Chinese AI company Shengshu Technology has introduced an innovative upgrade to its artificial intelligence-driven video generation tool, Vidu, adding capabilities that allow users to create videos from images. Based in Beijing, Shengshu revealed on Wednesday that this new feature can combine up to three separate images into a cohesive video clip, offering a new level of visual consistency. Vidu, initially launched in April, previously allowed users to create 8-second videos based on text prompts, a feature that quickly gained popularity and went viral on platforms like TikTok for its ability to turn photos into lifelike scenes.

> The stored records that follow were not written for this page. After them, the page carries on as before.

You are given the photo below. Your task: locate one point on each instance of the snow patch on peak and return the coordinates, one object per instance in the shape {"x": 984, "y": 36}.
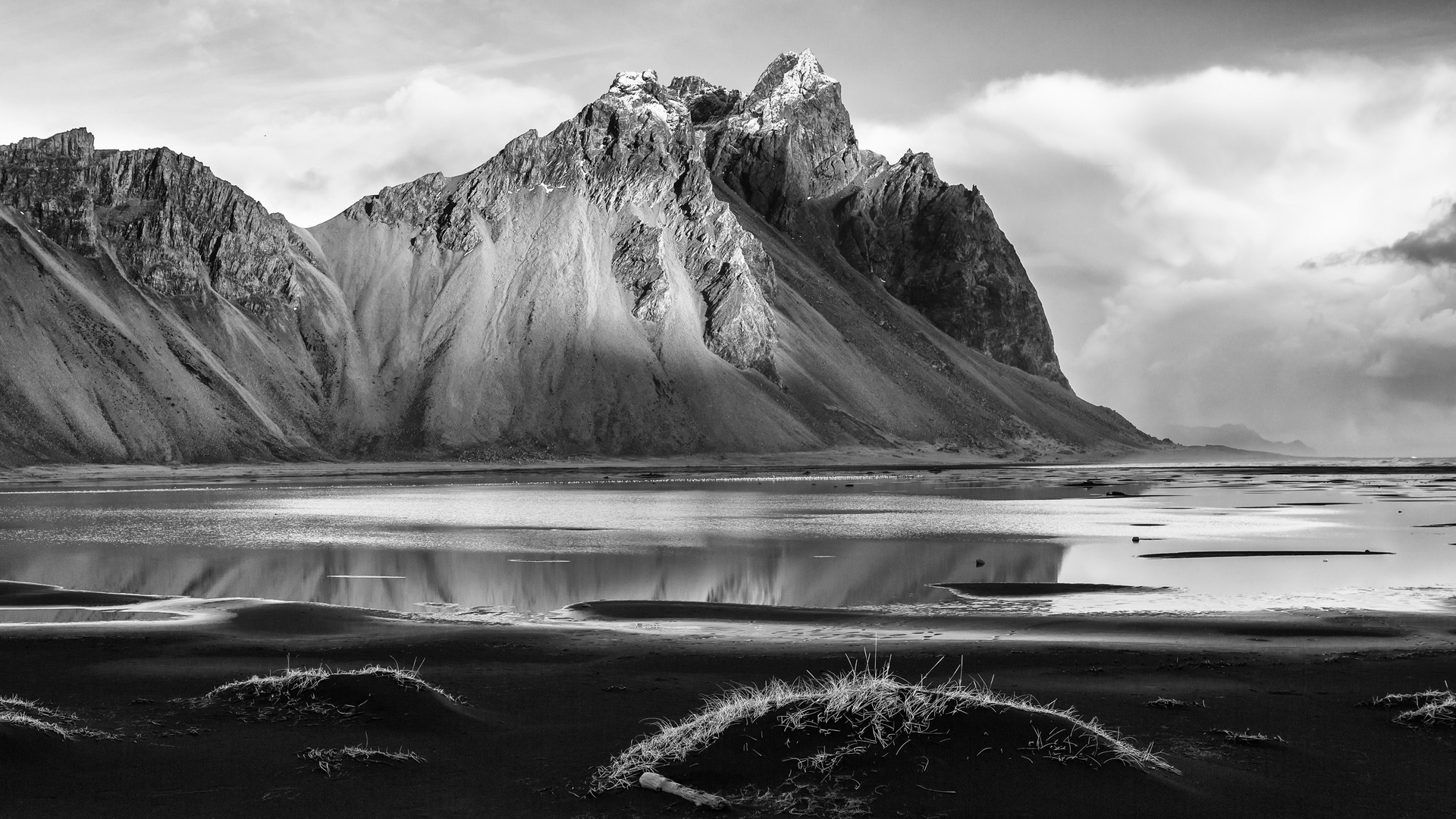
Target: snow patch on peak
{"x": 642, "y": 91}
{"x": 789, "y": 80}
{"x": 791, "y": 76}
{"x": 635, "y": 82}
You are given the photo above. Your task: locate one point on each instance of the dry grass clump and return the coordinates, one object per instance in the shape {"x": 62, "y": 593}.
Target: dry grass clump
{"x": 875, "y": 710}
{"x": 1247, "y": 736}
{"x": 1171, "y": 703}
{"x": 293, "y": 694}
{"x": 1435, "y": 707}
{"x": 331, "y": 760}
{"x": 28, "y": 713}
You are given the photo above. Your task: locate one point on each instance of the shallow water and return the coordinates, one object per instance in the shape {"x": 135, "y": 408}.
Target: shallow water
{"x": 802, "y": 541}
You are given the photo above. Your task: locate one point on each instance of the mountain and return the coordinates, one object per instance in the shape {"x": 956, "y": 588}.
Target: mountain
{"x": 1235, "y": 436}
{"x": 677, "y": 268}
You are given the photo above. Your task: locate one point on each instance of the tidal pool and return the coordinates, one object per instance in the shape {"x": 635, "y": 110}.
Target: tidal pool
{"x": 864, "y": 539}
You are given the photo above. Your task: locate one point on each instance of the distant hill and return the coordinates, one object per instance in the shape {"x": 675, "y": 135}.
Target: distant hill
{"x": 1235, "y": 436}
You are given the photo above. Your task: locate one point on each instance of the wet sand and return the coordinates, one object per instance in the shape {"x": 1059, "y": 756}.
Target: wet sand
{"x": 548, "y": 701}
{"x": 545, "y": 700}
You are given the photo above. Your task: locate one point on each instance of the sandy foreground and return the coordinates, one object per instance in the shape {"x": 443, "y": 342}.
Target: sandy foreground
{"x": 541, "y": 703}
{"x": 545, "y": 703}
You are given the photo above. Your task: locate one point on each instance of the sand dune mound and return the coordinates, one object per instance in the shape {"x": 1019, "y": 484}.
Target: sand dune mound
{"x": 397, "y": 697}
{"x": 839, "y": 744}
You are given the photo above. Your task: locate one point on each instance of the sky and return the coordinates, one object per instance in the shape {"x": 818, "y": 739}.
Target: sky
{"x": 1234, "y": 210}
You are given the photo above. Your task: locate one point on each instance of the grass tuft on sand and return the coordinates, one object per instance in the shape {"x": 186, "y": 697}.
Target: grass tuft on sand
{"x": 291, "y": 694}
{"x": 329, "y": 760}
{"x": 883, "y": 711}
{"x": 1435, "y": 707}
{"x": 31, "y": 714}
{"x": 1171, "y": 703}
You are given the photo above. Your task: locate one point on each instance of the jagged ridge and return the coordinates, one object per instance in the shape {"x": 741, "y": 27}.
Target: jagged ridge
{"x": 679, "y": 267}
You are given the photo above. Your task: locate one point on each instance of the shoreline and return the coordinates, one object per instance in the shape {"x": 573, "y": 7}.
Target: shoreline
{"x": 153, "y": 475}
{"x": 576, "y": 692}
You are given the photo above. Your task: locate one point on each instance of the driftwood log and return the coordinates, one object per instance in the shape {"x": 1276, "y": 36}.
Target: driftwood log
{"x": 658, "y": 781}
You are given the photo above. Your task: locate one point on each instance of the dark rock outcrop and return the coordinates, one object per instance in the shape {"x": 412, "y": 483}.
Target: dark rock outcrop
{"x": 789, "y": 150}
{"x": 677, "y": 268}
{"x": 162, "y": 218}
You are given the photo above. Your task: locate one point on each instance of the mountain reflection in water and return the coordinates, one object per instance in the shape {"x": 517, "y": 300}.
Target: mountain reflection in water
{"x": 804, "y": 542}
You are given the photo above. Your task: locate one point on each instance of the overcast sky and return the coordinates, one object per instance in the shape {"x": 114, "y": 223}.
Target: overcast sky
{"x": 1235, "y": 212}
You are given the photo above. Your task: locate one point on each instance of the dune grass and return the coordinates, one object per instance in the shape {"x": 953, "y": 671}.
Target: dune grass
{"x": 291, "y": 694}
{"x": 28, "y": 713}
{"x": 1435, "y": 707}
{"x": 329, "y": 760}
{"x": 1171, "y": 703}
{"x": 883, "y": 708}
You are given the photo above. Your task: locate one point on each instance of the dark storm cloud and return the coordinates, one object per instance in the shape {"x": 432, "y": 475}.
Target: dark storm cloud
{"x": 1432, "y": 246}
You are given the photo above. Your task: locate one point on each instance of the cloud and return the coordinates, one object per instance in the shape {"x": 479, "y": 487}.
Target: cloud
{"x": 1169, "y": 224}
{"x": 1435, "y": 245}
{"x": 312, "y": 164}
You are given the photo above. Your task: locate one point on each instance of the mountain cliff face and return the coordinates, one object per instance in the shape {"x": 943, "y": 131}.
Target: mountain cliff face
{"x": 677, "y": 268}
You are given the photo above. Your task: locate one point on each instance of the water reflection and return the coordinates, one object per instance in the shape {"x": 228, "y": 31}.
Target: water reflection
{"x": 808, "y": 542}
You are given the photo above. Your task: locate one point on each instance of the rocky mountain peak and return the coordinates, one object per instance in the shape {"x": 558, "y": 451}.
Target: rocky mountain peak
{"x": 641, "y": 91}
{"x": 162, "y": 218}
{"x": 789, "y": 80}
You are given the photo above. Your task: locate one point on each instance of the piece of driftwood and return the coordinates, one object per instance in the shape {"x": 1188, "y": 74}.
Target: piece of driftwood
{"x": 658, "y": 781}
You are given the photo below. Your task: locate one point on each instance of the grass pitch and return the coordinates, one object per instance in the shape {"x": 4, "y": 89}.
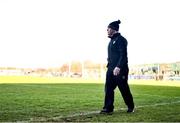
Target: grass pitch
{"x": 33, "y": 102}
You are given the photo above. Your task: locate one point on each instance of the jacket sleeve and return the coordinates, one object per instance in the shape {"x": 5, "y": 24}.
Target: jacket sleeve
{"x": 122, "y": 49}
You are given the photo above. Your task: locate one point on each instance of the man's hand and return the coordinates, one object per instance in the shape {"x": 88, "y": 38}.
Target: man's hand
{"x": 116, "y": 71}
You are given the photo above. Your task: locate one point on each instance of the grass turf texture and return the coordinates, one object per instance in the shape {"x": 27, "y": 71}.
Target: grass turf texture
{"x": 66, "y": 102}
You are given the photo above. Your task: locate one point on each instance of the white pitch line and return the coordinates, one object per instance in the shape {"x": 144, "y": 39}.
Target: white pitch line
{"x": 93, "y": 112}
{"x": 152, "y": 95}
{"x": 97, "y": 112}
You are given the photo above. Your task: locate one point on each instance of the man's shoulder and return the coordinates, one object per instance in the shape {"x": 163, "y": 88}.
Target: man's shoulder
{"x": 122, "y": 39}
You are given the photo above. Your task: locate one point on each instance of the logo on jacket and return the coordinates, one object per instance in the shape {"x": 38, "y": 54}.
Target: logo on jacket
{"x": 114, "y": 42}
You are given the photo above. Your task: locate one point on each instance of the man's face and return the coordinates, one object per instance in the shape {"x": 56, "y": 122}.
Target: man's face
{"x": 110, "y": 32}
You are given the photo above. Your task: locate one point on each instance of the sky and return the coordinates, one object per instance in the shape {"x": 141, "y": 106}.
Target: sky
{"x": 47, "y": 33}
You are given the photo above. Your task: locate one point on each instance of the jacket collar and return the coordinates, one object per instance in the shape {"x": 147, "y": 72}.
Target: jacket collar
{"x": 115, "y": 35}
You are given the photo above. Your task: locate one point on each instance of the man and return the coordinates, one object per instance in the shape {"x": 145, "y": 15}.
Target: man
{"x": 117, "y": 70}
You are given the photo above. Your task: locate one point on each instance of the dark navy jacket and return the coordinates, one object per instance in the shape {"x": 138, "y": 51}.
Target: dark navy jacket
{"x": 117, "y": 52}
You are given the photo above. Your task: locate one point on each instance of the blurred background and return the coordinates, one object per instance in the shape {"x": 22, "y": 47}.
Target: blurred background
{"x": 68, "y": 38}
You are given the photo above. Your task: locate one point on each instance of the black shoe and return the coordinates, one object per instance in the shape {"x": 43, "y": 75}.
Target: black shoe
{"x": 130, "y": 110}
{"x": 105, "y": 111}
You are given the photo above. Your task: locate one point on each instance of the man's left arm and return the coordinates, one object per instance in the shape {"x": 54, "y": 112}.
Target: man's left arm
{"x": 122, "y": 49}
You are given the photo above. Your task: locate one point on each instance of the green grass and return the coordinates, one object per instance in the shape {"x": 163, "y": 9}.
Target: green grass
{"x": 59, "y": 102}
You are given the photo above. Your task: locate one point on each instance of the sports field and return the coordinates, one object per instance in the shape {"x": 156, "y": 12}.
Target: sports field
{"x": 35, "y": 99}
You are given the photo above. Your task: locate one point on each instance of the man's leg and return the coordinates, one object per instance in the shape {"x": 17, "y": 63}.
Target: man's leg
{"x": 110, "y": 85}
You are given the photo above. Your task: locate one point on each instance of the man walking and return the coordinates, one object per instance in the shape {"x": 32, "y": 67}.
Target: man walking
{"x": 117, "y": 70}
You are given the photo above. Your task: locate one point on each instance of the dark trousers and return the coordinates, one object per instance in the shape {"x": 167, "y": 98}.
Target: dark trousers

Shengshu’s co-founder and CEO Jiayu Tang explained that Vidu’s tool is already gaining traction among advertisers, animators, and businesses. He shared that customer usage typically ranges from 100,000 yuan to 1 million yuan per month ($13,871 to $138,711), highlighting the tool’s potential as a revenue-generating asset in the AI content creation industry. While other AI platforms have developed text-to-video or image-to-video tools, the quality and coherence of the output can vary widely. Shengshu claims a breakthrough in achieving “visual consistency,” seamlessly integrating distinct images into smooth, realistic video scenes. For example, Vidu can merge images of a person, a shirt, and a moped into a video where the individual appears to wear the shirt and ride the moped through a chosen setting.
This release challenges OpenAI’s upcoming model, Sora, which was announced in February with promises of generating one-minute videos from text. However, Sora has yet to be publicly released, leaving Vidu’s enhanced capabilities at the forefront for now. Shengshu’s chief technology officer, Fan Bao, emphasized the company’s focus on visual consistency as a key technical hurdle, a problem the team prioritized from the start. Bao underscored Vidu’s ability to produce high-quality, AI-driven videos that avoid the disjointedness often seen in other AI video generators.
To address potential copyright issues, Tang said Shengshu’s team is open to agreements where the AI can replicate an artist’s style for commercial purposes, and he noted that he has not encountered significant legal cases related to image-based content. Vidu’s platform prohibits the public from using celebrity images or those of “sensitive” individuals, banning explicit or violent content as well. For personal images, Shengshu adheres to global data protection regulations, destroying user data after processing.
Shengshu Technology was founded last year with support from prominent backers, including Baidu Ventures, Ant Group (an affiliate of Alibaba), Zhipu AI, Qiming Venture Partners, and Beijing city. Its AI operations rely on rented cloud servers in China and internationally, underscoring its rapid expansion in AI content generation. With Vidu’s latest upgrade, Shengshu has positioned itself as a competitive force in the global AI video generation landscape.